L'ex-président péruvien Alan Garcia s'est suicidé mercredi à Lima juste avant son arrestation dans le cadre du scandale de corruption Odebrecht, dernier rebondissement dramatique de ce dossier tentaculaire éclaboussant la classe politique latino-américaine.
«Alan Garcia est décédé», a déclaré Omar Quesada, secrétaire général du parti de l'ex-dirigeant. L'actuel chef de l'Etat péruvien Martin Vizcarra s'est dit sur Twitter «consterné par le décès de l'ex-président Alan Garcia. Je transmets mes condoléances à sa famille et à ses proches», a-t-il écrit.
M. Garcia, qui était âgé de 69 ans et qui avait dirigé le pays andin de 1985 à 1990 puis de 2006 à 2011, s'est tiré une balle dans la tête alors que la police venait d'arriver à 6h30 locales à son domicile de Lima pour l'arrêter.
Expliquant qu'il allait appeler son avocat, «il est entré dans sa chambre et a fermé la porte. Quelques minutes après, un coup de feu a été entendu et la police l'a retrouvé assis avec une blessure à la tête», a expliqué le ministre de l'Intérieur Carlos Moran lors d'une conférence de presse.
L'ancien président a alors été transféré vers l'hôpital Casimiro Ulloa dans le quartier huppé de Miraflores où il est décédé malgré les efforts des médecins.
La police venait l'arrêter pour le placer en détention provisoire à la demande de la justice dans une affaire de blanchiment d'argent présumé liée au scandale Odebrecht.
Pots-de-vin
Ce géant brésilien du bâtiment a distribué pendant plus d'une décennie un total de 788 millions de dollars dans une dizaine de pays à travers la région pour remporter des contrats, selon le ministère américain de la Justice (DoJ). L'entreprise a reconnu avoir versé 29 millions de dollars de pots-de-vin au Pérou entre 2005 et 2014.
Mardi, M. Garcia avait déclaré que cette fois il ne se cacherait pas et ne demanderait pas d'asile, en référence à sa tentative ratée du mois de décembre. Fin 2018, il avait demandé l'asile à l'Uruguay en restant 16 jours dans l'ambassade de ce pays à Lima. Montevideo avait rejeté sa demande après examen de son dossier.
Le parquet péruvien soupçonne M. Garcia et 21 autres personnes d'avoir fait en sorte que l'entreprise néerlandaise ATM Terminals remporte en 2011 une concession portuaire, alors qu'il était président.
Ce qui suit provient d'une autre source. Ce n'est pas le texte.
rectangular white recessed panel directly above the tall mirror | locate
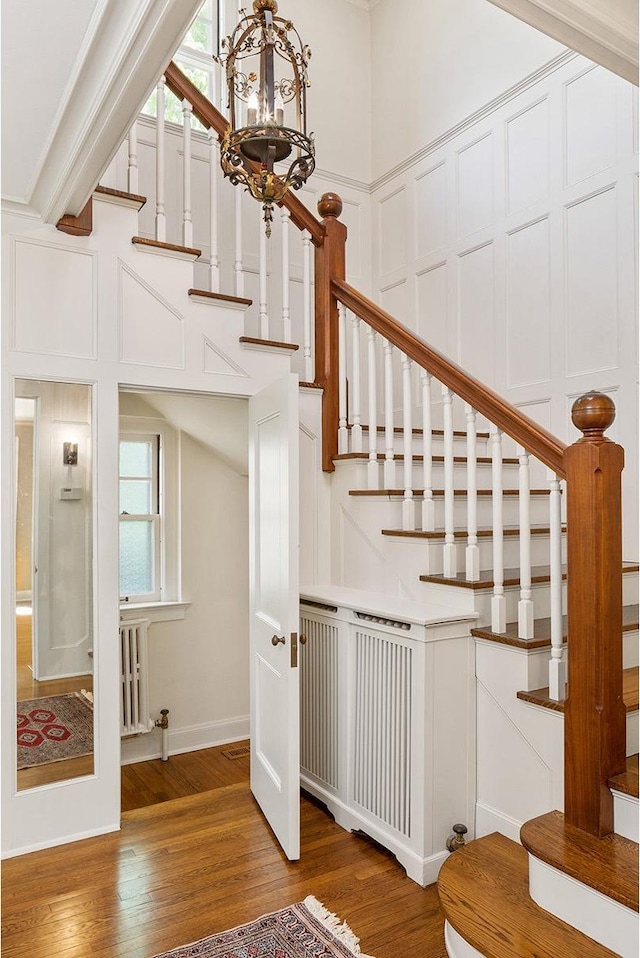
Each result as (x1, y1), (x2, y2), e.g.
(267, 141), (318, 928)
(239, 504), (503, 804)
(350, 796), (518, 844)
(12, 239), (97, 359)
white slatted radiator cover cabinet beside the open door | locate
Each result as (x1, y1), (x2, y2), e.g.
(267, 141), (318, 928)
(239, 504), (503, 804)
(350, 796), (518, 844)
(300, 587), (475, 885)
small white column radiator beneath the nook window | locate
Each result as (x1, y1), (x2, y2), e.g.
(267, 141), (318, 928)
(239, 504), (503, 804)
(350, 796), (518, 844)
(120, 619), (153, 736)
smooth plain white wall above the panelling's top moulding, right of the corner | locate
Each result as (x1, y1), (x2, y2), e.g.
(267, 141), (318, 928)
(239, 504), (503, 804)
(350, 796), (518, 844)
(371, 0), (563, 181)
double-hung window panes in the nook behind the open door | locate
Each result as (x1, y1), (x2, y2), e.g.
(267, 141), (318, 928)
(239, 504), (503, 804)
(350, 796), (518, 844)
(119, 435), (162, 602)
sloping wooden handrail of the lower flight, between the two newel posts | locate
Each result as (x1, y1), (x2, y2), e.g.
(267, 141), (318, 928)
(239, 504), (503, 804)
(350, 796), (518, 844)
(331, 280), (566, 478)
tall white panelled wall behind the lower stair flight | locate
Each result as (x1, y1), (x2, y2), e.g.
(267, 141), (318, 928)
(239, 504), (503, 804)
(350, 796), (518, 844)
(372, 54), (638, 559)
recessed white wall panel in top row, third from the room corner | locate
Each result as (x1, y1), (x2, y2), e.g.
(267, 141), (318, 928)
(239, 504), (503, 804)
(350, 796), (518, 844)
(457, 133), (494, 236)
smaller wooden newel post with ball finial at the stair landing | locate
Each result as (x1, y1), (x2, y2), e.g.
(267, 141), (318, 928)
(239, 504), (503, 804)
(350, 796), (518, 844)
(315, 193), (347, 472)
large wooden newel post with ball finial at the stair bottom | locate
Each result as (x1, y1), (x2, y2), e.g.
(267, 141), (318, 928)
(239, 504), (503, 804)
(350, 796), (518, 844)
(564, 392), (626, 836)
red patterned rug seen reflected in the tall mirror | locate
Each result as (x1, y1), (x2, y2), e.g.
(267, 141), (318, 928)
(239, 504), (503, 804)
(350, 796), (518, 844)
(18, 692), (93, 768)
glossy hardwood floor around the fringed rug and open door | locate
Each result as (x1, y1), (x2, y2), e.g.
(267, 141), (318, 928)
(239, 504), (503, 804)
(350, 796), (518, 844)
(2, 749), (446, 958)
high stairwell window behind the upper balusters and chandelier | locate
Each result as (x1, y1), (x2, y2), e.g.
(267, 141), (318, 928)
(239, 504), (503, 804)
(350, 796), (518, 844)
(142, 0), (218, 130)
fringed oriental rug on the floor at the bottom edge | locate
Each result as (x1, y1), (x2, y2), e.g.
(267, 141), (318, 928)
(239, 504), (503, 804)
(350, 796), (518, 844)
(151, 895), (371, 958)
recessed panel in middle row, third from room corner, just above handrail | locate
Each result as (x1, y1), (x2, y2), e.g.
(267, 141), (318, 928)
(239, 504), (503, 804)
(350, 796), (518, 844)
(458, 243), (495, 386)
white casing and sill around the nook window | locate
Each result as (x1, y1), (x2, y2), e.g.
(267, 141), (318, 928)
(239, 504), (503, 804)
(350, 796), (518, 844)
(118, 416), (181, 611)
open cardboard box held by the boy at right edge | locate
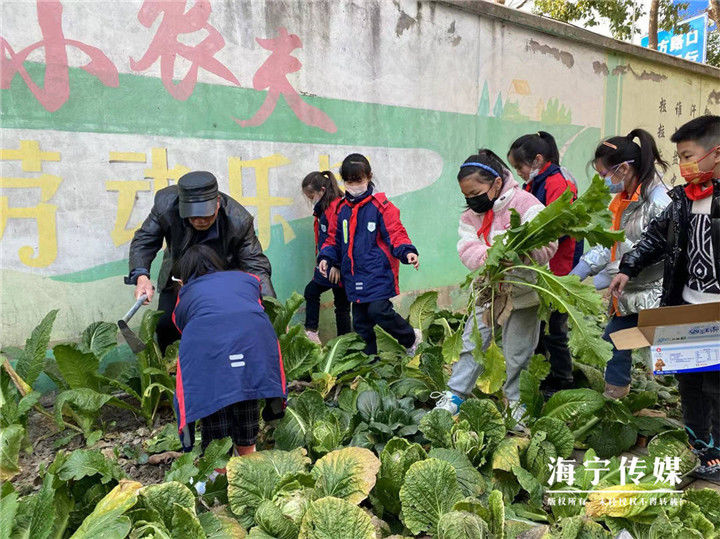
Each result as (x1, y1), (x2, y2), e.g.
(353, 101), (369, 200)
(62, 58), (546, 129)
(610, 302), (720, 374)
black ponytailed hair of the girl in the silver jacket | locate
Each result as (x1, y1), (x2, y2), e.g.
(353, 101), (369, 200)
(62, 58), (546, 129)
(594, 129), (668, 198)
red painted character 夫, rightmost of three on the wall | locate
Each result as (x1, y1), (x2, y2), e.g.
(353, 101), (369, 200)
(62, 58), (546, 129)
(235, 28), (337, 133)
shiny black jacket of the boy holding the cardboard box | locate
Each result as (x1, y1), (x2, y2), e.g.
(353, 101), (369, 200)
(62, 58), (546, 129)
(619, 180), (720, 306)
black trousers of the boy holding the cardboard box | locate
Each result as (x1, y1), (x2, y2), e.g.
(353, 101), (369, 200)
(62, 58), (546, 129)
(675, 371), (720, 447)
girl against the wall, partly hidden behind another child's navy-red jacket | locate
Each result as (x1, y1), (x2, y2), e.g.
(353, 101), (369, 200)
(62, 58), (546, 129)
(302, 170), (350, 344)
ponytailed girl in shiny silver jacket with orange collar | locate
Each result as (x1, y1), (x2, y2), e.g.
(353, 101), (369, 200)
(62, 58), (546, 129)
(571, 129), (670, 399)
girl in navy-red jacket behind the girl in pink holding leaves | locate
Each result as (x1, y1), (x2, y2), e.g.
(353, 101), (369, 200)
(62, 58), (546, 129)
(508, 131), (583, 393)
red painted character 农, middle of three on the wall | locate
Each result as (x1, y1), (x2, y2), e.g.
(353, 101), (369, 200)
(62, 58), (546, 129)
(130, 0), (240, 101)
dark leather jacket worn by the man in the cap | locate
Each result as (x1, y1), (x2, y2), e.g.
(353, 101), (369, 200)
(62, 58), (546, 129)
(130, 185), (275, 297)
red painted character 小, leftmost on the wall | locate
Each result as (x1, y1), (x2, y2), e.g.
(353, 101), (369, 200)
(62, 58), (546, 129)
(0, 0), (119, 112)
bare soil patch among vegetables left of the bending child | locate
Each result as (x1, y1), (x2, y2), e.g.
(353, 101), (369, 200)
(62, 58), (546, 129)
(11, 396), (175, 494)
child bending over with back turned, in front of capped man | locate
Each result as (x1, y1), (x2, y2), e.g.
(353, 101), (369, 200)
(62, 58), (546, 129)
(172, 244), (286, 455)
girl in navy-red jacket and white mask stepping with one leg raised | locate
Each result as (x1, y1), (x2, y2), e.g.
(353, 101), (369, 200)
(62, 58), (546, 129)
(318, 153), (422, 354)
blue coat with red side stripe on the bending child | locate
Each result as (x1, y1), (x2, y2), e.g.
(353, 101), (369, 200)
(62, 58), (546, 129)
(173, 271), (286, 431)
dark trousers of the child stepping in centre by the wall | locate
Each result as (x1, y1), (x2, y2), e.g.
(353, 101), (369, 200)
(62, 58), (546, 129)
(353, 299), (415, 355)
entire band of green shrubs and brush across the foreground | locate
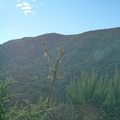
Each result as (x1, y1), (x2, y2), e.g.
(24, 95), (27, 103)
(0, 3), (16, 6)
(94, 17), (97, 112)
(0, 69), (120, 120)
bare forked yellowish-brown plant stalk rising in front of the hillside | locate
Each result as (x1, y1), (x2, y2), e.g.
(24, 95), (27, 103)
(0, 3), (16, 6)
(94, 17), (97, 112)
(31, 42), (65, 105)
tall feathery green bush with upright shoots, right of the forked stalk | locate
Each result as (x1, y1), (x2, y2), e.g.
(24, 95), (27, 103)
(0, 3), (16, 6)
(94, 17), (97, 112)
(67, 68), (120, 120)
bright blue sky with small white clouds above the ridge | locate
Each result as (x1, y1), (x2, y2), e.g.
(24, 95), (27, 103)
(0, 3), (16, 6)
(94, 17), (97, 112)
(0, 0), (120, 44)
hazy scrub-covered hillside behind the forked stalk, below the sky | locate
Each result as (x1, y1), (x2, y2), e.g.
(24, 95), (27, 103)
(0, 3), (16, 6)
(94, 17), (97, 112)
(0, 28), (120, 102)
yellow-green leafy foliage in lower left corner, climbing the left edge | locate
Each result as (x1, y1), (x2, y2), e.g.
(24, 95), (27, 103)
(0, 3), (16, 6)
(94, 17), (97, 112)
(0, 78), (53, 120)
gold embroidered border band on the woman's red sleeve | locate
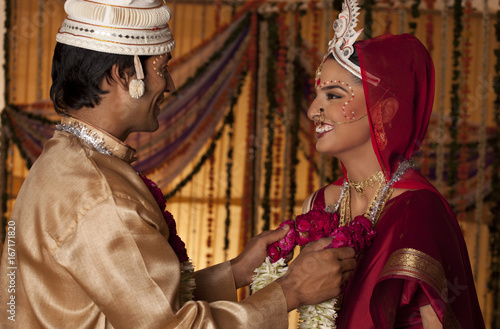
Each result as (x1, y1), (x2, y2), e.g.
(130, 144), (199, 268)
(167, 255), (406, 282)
(379, 248), (448, 302)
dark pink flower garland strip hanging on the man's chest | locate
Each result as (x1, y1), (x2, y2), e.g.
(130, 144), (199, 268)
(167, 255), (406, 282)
(139, 175), (189, 263)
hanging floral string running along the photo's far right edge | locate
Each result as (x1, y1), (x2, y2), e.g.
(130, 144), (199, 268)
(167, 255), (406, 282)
(488, 10), (500, 328)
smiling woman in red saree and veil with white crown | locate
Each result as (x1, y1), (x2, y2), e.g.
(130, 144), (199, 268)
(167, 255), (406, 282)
(254, 0), (484, 329)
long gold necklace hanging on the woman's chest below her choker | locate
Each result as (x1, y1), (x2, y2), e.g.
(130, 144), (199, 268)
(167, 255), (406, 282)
(340, 171), (394, 226)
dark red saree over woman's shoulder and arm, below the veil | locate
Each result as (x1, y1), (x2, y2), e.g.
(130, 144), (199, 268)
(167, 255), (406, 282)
(313, 188), (484, 329)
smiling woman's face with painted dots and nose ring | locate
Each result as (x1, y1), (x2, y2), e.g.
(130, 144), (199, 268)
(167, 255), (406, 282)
(307, 59), (371, 157)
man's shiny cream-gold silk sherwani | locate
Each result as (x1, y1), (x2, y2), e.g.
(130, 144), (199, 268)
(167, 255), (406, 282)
(0, 118), (288, 329)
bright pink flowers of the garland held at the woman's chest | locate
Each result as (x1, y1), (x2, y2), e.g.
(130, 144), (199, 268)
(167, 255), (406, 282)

Ces dernières semaines, l'ancien dirigeant s'était défendu en affirmant «qu'il n'existait aucune dénonciation, preuve ou transfert (d'argent) qui (le) lierait à un quelconque fait répréhensible et encore moins avec l'entreprise Odebrecht où à un de ses chantiers».
Né en 1949 à Lima, dans une famille de la classe moyenne et de militants de l'APRA (parti social-démocrate), Alan Garcia devient en 1978 le plus jeune député élu à l'Assemblée Constituante, puis le plus jeune président du Pérou, à 36 ans en 1985. Il est réélu en 2006.
Ce colosse de 1,93 mètre a longtemps bénéficié de l'aura du persécuté politique, acquise lorsque, recherché par la police du président Alberto Fujimori en 1992, il s'était enfui par les toits de sa maison pour gagner l'ambassade de Colombie.
Installé en France
Réfugié un temps à Bogota, il s'installe ensuite en France, où il effectue une partie de ses études, complétées à Madrid par un doctorat en droit afin de devenir avocat.
Parlant parfaitement français, Alan Garcia se lie à Paris avec la famille du président François Mitterrand et reçoit durant son exil le soutien du Parti socialiste français.
Alejandro Toledo (2001-2006), Alan Garcia, Ollanta Humala (2011-2016) et Pedro Pablo Kuczynski: les quatre derniers chefs de l'Etat péruvien sont dans le collimateur de la justice pour cette même affaire Odebrecht, de même que la chef de file de l'opposition Keiko Fujimori, qui a été placée en détention provisoire le 31 octobre.
Mercredi dernier, c'est l'ex-président Pedro Pablo Kuczynski (2016-2018) qui a été placé en détention provisoire pour dix jours.